Nie mogę przestać mówić.
Do Ciebie, Mała Księżniczko.
Wkładam Cię między swoje myśli,
tam zawsze jest miejsce dla Ciebie.
A kiedy nie mogę być blisko
i tak jesteś ze mną. Nieustannie.
I będziesz. Nawet wtedy,
gdy świat się skurczy
o to małe miejsce
dla Ciebie.
Słyszę miarowy rytm,
wybijany przez Twoje serce.
To również rytm mojego życia.
Bo ze mnie powstałaś.
I chociaż świat bez Ciebie
będzie zupełnie innym miejscem,
ze mną zostaniesz.
Na zawsze.
Twoja Mama
Karol
Karol, którego nazwaliśmy Bao, jest Chińczykiem. Urodził się z zespołem Treachera-Collinsa. Na tę samą chorobę cierpiał Auggie Pullman, tytułowy bohater filmu „Cudowny chłopak” z Julią Roberts. Można z nią długo żyć, więc od razu zaczęliśmy mu szukać rodziny zastępczej. To nie było proste zadanie, ponieważ chore maluchy często nie mają szans na dom. Jednak w Gajuszu wierzymy w cuda. Taki się wydarzył. Pani Magdalena, dziś już mama Karolka, wypatrzyła go na naszym Facebooku. Baoś zyskał nie tylko rodziców, ale i dwie starsze siostry, które oszalały na punkcie braciszka. Otoczony miłością wspaniale się rozwija.

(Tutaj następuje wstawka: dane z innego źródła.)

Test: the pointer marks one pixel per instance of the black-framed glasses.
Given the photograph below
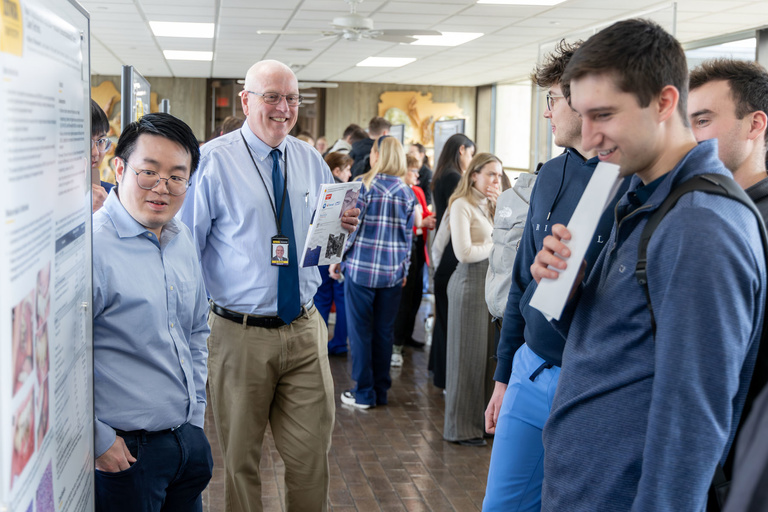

Takich dzieci bez granic, które trafiły pod skrzydła Gajusza, było więcej. W latach 2007-2014 prowadziliśmy program wspierania opieki hospicyjnej w Armenii. W tym kraju istniało tylko jedno hospicjum. Lekarzom brakowało doświadczenia i często nie potrafili zaakceptować nieuchronności śmierci. Starali się więc leczyć terminalnie chore dzieci, zapominając, że nie taka jest idea opieki paliatywnej. Dlatego organizowaliśmy szkolenia dla tamtejszej kadry, dostarczaliśmy im leki i sprzęt medyczny, a nawet wystaraliśmy się o samochód dla hospicjum oraz pomoc finansową. Bo każde dzieciństwo jest ważne. Nawet to o całe życie za krótkie.